Note that some parks have a staged approach to re-opening so some restrooms, pavilions, camp grounds and visitor centers may still be closed. The types of activities allowed on different roads may also fluctuate. That means roads that normally allow cars may now only be open to cyclists and pedestrians (and vice versa). Before heading out, check the park’s website for more details. Then grab your keys, a reusable water bottle, a face mask, and get out to enjoy the outdoors!
Great Smoky Mountains National Park, North Carolina
Straddling the border between North Carolina and Tennessee is America’s most visited national park. Averaging over a million visitors per month between May-October, the park is advising visitors to arrive early to avoid the crowds and to skip destinations where the parking lot is full. With over 800 miles of trails in the park, it shouldn’t be difficult to find a less-traveled trail you’ll have all to yourself. Camping and hiking opportunities abound but be sure to bring your bear spray and read up on the park’s suggestions for how to behave around black bears.

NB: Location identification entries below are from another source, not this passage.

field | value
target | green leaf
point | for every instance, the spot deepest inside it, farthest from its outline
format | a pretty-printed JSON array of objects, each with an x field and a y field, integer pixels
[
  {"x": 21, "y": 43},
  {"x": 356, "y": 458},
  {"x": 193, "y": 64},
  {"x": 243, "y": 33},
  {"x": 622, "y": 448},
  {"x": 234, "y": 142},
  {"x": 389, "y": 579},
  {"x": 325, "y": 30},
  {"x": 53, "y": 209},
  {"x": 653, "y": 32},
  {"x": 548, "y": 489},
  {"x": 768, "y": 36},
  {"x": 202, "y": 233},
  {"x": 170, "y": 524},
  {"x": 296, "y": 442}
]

Jockey’s Ridge State Park, North Carolina
Home of the tallest living sand dune on the Atlantic coast, Jockey’s Ridge is a family-friendly park that’s great for picnicking, kite flying, and sunset watching. There’s also a museum in the visitor center and a 360-foot boardwalk with exhibits about the sand dune’s ecology. Trails are short and sweet, and are perfect for visitors who may not be huge fans of hiking. Mobility-impaired visitors can call 24-hours in advance to schedule a ride to the top of the sand dunes in the park’s all-terrain vehicle. Hang gliding is also available in the park but USHPA membership is required and a flying permit must be obtained from the visitor center.
Chimney Rock State Park, North Carolina
With seriously spectacular views, incredible hiking trails, rock climbing, bouldering, and a 400-foot waterfall, this nearly 7,000-acre park truly has something for everyone. There’s hiking trails for all skill levels, hands-on activities for all ages, and the park hosts guided hikes, cooking classes, birdwatching tours, and photography lessons.
Congaree National Park, South Carolina
Known as the “Redwoods of the East”, Congaree National Park is a hardwood forest with one of the largest stands of old-growth hardwood trees in North America. Some of the park’s famous “champion trees” even soar to over 160 feet. As much of the park is swampy, some sections are best explored by canoe, though a 2.4-mile elevated boardwalk allows visitors to explore by foot.
Devils Fork State Park, South Carolina
Devils Fork State Park sits at the southern tip of Lake Jocassee, a mountain spring-fed lake that serves as the park’s main attraction. Lake Jocassee is not only known for great fishing – especially among those with a taste for trout – the clear waters are perfect for swimming, paddle boarding, and even scuba diving! With lakeside villas (pets welcome) and campsites for RV or tent camping, the park is perfect for multi-day adventures, though day trippers are always welcome on the trails and in the lake.